The Postscript Murders
Page 16
‘Hi! Wait!’
He turns. He’s tall with a beaky nose, heavy brows and horn-rimmed glasses. He looks slightly as if the nose, glasses and brows might all have come in a set but otherwise he’s rather attractive. Older than Natalka first thought, though. Mid-forties, maybe even fifty.
‘You were in the library,’ says Natalka, panting slightly despite her twice-weekly kick-boxing. ‘You asked the question about Peggy Smith.’
‘Who are you?’ says the man, which seems like the wrong question.
‘I’m Natalka Kolisnyk. I’m investigating Peggy’s death.’
‘Are you a police officer then?’ Something is flickering in the man’s face. Not fear, something more subtle, maybe even amusement.
‘No. I was a friend of Peggy’s. We’re private investigators.’ That sounds good, she’s rather proud of it.
‘We?’
‘I’m here with two friends. We think Peggy’s death is mixed up with this.’ She waves her hand towards Education, Salvation and Damnation, towering above the perimeter of the park. ‘With the crime-writing world.’
‘I don’t want to be rude,’ says the man, though he probably does, ‘but I think you’ve been reading too many crime novels.’
‘What about you?’ says Natalka. ‘You asked the question and then you walked out. Maybe you’ve been reading too many judgy things.’
‘Judgy things? Do you mean courtroom dramas? Where are you from anyway?’
‘Ukraine. How do you know Peggy?’
The man sighs and pushes his glasses further up his nose.
‘It’s complicated but, basically, she advised me on a book.’
‘Are you a crime writer then?’
‘Not exactly. I’m a literary author. My novel took certain elements from the crime genre though.’
Thinking that these were probably the best bits in the book, Natalka asks his name.
‘Lance Foster. I wrote a book called Laocoön that some people seemed to rather like.’
‘I know. The Times said it was a masterpiece.’
Lance raises his eyebrows. ‘You’ve heard of it?’
‘I came across it when I was clearing Peggy Smith’s flat. There was a dedication in it to her.’
‘“Peggy Smith, sine quibus.” That means . . .’
‘I know what it means,’ says Natalka. Although she hadn’t until Benedict translated. ‘Why did you ask J. D. Monroe if she knew who killed Peggy?’
‘I was looking in one of her books. I saw the line in the acknowledgements. PS: for PS. Then she actually mentioned Peggy on the panel. I couldn’t help myself.’
‘Why do you think that Peggy was murdered?’
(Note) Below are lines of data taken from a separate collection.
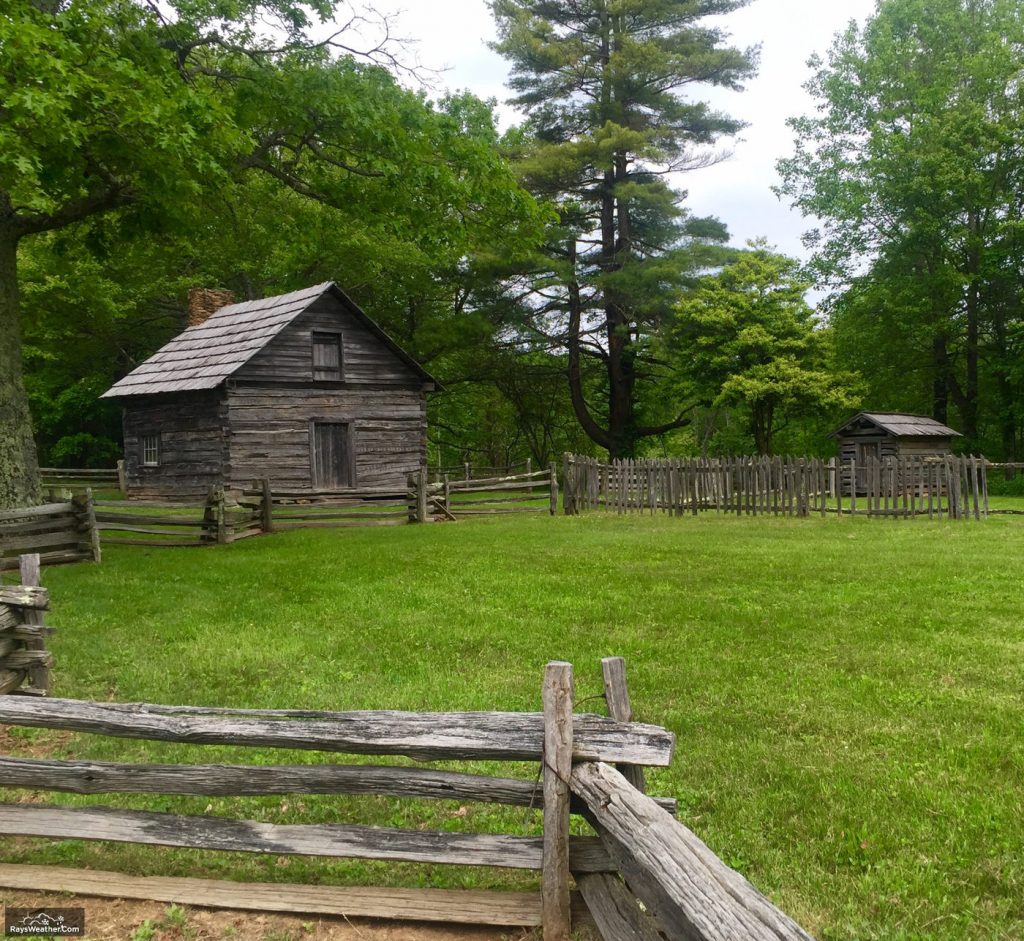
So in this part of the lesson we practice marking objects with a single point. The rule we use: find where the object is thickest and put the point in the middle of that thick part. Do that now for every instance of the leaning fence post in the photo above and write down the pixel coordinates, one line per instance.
(568, 500)
(85, 512)
(39, 673)
(266, 506)
(616, 695)
(557, 697)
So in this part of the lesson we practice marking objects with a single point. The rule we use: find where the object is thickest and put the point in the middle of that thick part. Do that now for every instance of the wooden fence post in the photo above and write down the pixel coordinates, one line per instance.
(85, 511)
(557, 696)
(421, 497)
(568, 500)
(266, 506)
(39, 674)
(616, 695)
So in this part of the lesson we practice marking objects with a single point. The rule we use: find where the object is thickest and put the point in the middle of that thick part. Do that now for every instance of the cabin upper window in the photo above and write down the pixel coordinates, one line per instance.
(327, 356)
(151, 450)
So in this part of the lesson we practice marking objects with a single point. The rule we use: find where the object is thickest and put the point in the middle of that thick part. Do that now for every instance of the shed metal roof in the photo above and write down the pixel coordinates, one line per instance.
(901, 425)
(205, 355)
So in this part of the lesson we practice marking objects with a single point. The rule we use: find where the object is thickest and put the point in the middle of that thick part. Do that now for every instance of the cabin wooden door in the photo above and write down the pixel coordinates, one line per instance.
(866, 451)
(331, 458)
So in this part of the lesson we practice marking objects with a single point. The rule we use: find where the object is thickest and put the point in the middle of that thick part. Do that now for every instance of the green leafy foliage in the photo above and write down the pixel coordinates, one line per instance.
(751, 343)
(190, 151)
(601, 82)
(913, 165)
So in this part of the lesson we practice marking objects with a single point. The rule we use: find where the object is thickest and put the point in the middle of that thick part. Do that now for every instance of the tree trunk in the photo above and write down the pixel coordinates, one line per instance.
(18, 468)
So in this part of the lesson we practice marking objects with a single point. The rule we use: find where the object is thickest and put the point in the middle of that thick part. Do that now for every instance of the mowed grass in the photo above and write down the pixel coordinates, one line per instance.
(848, 694)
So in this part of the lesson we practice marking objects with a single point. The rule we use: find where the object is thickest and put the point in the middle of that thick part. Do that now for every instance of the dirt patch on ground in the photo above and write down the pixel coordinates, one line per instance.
(119, 920)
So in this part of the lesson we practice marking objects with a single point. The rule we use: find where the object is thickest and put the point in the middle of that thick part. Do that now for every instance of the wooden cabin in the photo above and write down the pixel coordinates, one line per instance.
(303, 389)
(888, 434)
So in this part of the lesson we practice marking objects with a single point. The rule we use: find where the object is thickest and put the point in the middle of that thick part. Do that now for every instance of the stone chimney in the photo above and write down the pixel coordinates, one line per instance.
(204, 302)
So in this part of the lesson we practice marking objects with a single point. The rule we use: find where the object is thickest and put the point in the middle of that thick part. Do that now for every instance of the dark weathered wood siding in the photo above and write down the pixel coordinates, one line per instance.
(260, 424)
(193, 437)
(273, 402)
(365, 357)
(270, 430)
(888, 446)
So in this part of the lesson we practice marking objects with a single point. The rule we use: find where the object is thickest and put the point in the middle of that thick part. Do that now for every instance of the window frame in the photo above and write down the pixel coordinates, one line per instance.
(150, 441)
(326, 337)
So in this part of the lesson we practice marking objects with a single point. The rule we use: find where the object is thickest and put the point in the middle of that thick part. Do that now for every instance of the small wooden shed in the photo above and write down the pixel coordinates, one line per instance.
(303, 389)
(889, 434)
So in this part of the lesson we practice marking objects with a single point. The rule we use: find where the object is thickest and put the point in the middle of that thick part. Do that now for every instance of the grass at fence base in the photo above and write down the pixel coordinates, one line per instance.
(847, 692)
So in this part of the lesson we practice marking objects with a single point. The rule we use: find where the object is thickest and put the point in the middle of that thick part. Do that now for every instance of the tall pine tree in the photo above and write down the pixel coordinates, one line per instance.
(603, 83)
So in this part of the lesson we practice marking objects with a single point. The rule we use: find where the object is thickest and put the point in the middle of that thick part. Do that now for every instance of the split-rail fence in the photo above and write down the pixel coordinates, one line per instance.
(64, 531)
(644, 875)
(534, 492)
(79, 478)
(948, 486)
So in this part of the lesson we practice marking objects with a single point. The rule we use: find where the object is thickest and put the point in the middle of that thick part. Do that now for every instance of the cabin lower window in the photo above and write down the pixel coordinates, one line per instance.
(151, 450)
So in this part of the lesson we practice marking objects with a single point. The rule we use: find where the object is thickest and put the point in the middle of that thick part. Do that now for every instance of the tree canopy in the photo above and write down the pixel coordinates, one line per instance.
(913, 165)
(606, 87)
(184, 122)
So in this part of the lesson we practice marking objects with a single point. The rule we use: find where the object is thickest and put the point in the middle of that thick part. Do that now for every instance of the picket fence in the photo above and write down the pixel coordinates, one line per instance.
(949, 486)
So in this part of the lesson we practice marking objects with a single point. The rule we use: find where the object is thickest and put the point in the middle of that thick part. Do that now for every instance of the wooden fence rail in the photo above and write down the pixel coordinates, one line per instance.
(647, 879)
(60, 532)
(220, 519)
(536, 492)
(949, 486)
(82, 477)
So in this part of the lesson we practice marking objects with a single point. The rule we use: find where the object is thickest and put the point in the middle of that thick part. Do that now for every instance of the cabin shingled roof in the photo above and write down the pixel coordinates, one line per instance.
(901, 425)
(205, 355)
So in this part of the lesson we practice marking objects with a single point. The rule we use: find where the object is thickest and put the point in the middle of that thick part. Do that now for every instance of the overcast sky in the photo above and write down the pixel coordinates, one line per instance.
(454, 35)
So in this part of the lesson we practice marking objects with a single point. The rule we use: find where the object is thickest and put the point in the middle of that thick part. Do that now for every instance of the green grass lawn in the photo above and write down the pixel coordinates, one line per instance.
(848, 694)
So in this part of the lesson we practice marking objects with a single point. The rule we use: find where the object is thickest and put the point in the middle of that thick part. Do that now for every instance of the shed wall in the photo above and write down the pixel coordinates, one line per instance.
(193, 435)
(270, 433)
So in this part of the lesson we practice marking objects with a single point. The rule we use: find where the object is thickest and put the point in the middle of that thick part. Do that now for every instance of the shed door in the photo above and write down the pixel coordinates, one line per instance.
(332, 456)
(866, 451)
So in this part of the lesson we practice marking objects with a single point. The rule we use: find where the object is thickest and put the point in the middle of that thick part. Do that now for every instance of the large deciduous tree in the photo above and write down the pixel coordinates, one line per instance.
(159, 116)
(751, 343)
(914, 165)
(605, 86)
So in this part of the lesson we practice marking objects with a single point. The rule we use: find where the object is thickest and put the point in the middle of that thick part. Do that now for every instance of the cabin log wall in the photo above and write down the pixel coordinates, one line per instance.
(258, 425)
(193, 456)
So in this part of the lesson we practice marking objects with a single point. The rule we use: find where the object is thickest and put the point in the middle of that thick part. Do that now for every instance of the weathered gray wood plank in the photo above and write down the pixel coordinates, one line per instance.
(691, 894)
(422, 735)
(25, 596)
(614, 909)
(454, 905)
(334, 840)
(243, 780)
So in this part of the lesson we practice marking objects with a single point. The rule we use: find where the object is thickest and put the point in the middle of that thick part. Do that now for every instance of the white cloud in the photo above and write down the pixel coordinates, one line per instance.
(453, 35)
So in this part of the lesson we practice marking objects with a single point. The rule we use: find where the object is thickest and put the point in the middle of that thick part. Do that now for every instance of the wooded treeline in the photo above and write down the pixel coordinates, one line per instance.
(550, 276)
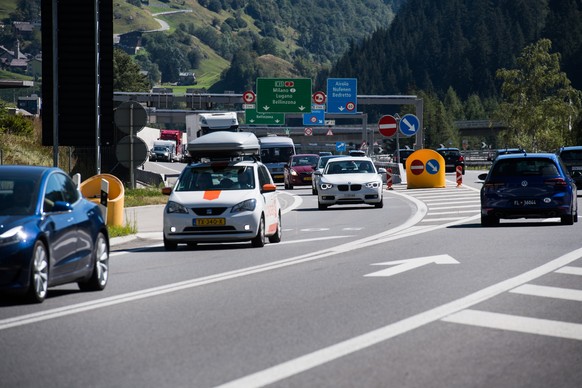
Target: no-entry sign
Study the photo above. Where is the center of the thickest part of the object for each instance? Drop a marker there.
(387, 126)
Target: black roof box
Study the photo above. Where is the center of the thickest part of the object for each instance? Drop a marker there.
(224, 144)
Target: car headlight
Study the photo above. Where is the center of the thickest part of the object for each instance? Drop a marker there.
(175, 207)
(248, 205)
(12, 236)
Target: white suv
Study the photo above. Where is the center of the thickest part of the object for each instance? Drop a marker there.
(229, 198)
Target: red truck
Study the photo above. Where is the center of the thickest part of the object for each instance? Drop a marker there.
(174, 135)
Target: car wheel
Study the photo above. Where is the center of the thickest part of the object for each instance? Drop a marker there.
(568, 219)
(275, 238)
(489, 220)
(259, 240)
(169, 245)
(100, 275)
(39, 273)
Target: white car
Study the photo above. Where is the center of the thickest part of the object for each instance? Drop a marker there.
(223, 200)
(350, 180)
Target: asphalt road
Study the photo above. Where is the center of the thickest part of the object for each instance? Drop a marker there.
(416, 294)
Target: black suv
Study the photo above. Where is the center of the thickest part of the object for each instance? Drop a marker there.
(572, 158)
(453, 158)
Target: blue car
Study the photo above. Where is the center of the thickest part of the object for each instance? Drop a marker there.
(535, 185)
(49, 234)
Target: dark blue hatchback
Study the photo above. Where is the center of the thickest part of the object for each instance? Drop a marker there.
(535, 185)
(49, 233)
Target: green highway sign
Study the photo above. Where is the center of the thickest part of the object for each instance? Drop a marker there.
(252, 117)
(284, 95)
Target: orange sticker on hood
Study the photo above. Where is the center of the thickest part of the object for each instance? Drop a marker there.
(211, 194)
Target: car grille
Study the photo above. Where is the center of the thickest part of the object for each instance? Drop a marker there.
(208, 211)
(349, 187)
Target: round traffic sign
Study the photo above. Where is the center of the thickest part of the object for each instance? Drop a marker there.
(319, 98)
(249, 97)
(387, 125)
(416, 167)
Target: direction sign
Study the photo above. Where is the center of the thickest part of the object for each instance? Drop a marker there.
(319, 98)
(252, 117)
(342, 95)
(315, 118)
(409, 124)
(249, 97)
(284, 95)
(416, 167)
(387, 125)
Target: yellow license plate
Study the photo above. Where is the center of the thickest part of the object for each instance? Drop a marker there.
(210, 221)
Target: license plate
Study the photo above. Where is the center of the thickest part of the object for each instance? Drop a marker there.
(209, 221)
(524, 202)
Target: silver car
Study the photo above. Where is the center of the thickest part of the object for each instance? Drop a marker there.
(348, 181)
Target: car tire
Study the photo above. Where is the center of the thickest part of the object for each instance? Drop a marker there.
(259, 240)
(170, 246)
(568, 219)
(39, 274)
(276, 237)
(489, 220)
(100, 274)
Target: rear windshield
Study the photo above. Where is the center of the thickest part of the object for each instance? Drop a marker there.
(571, 156)
(528, 167)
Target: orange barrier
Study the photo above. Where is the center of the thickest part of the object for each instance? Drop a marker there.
(389, 178)
(459, 170)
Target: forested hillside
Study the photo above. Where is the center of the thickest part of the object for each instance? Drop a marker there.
(433, 45)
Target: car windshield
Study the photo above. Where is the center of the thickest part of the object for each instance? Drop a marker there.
(216, 177)
(350, 167)
(17, 197)
(524, 167)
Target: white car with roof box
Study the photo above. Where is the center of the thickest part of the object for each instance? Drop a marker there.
(228, 195)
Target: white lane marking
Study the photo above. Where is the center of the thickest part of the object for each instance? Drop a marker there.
(569, 270)
(517, 323)
(352, 345)
(549, 292)
(409, 264)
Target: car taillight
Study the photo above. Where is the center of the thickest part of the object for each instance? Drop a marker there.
(558, 183)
Lance gives her that half-amused look again. ‘You do say what you think, don’t you?’
‘You’re the one who said it. You said, “Who do you think killed Peggy Smith?” ’
Lance shrugs. ‘It was just a joke.’
‘I don’t think so.’
Lance is silent while a woman passes them, pushing a buggy containing a wailing baby. Two children in school uniform trail behind her. It must be about six o’clock, thinks Natalka. The skies are already darkening. Evening comes quicker here than it does in Sussex.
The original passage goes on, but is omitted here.